First of all; the API accepts only HTTPS requests, in case an HTTP request reaches the server it completely ignores it and also (depending on tenant configuration) invalidates the password provided on that insecure request.

My server is stateless and I am using only HTTP(S) basic authentication. I provide two ways of authenticating a request:

1- Sending credentials on header Authentication: base64('Basic ' + user:password)
2- Sending an authenticated request using method 1 to GET /users/current which returns a token that is an encrypted string* containing: username + '|' + timeOfTokenExpiration. Client then sends only header Authentication: base64('Token ' + username:returnedToken) thereafter.

*Encryption is done with OpenSSL's aes-256-ctr algorithm, and key is user's password hash

Method 1 can be used for a straight server-to-server communication, but it is not suitable for a JavaScript client since the user would have to insert his credentials on every request, what is infeasible.

Storing user credentials on browser's local storage would solve this issue but would keep the user indefinitely logged, creating another possible security threat. Also I am not sure how secure it is to store credentials in clear text on browser's memory.

By using method 2 the JavaScript client would send only one authenticated request and then store encrypted credentials on local storage, after a given amount of time it has to revalidate user credentials since it will eventually expire and server will no long accept requests from that token.

At server side I check authenticity of a method 2 request by retrieving user's password hash and trying to decrypt it. After decryption I check if decryptedString.split('|')[0] === username.

Is this a safe/good approach?

  • I check authenticity of a method 2 request by; retrieving user's password: are you storing passwords unhashed ? Dec 7, 2014 at 23:05
  • No, they are hashed. I encrypt the token with the password hash actually. Dec 7, 2014 at 23:17

1 Answer 1


There's a problem with you method 2: if you use the user's hash as the encryption key for the token - and the only thing verified in the server is whether or not the token decrypts (no other validation is performed in the token) - then whoever has the user's hash can authenticate as that user. This voids any protection* granted by hashing the user password, you might as well store it as plain text...

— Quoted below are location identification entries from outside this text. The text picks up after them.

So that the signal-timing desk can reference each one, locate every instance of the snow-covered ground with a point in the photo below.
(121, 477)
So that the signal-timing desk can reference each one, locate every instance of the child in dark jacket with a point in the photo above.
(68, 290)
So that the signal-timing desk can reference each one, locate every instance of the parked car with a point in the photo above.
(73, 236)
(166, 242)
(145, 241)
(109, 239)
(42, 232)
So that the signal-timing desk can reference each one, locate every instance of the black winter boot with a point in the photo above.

I'd suggest not bothering to encrypt the token (since it has no sensitive data in it), only signing it with a secret known only to the server, and verifying that the signature is valid when the user tries to authenticate using method 2. Note that by "signature" I mean either a digital signature using a private key known only to the server, or a HMAC using a similar secret. Remembering not to store this secret in the DB itself, but in either a hardware module, memory-only or - if you has to - a configuration file.

* To be fair, at the very least the password itself will still be protected - only your system will be vulnerable, other systems where the user has reused that password won't be negatively affected.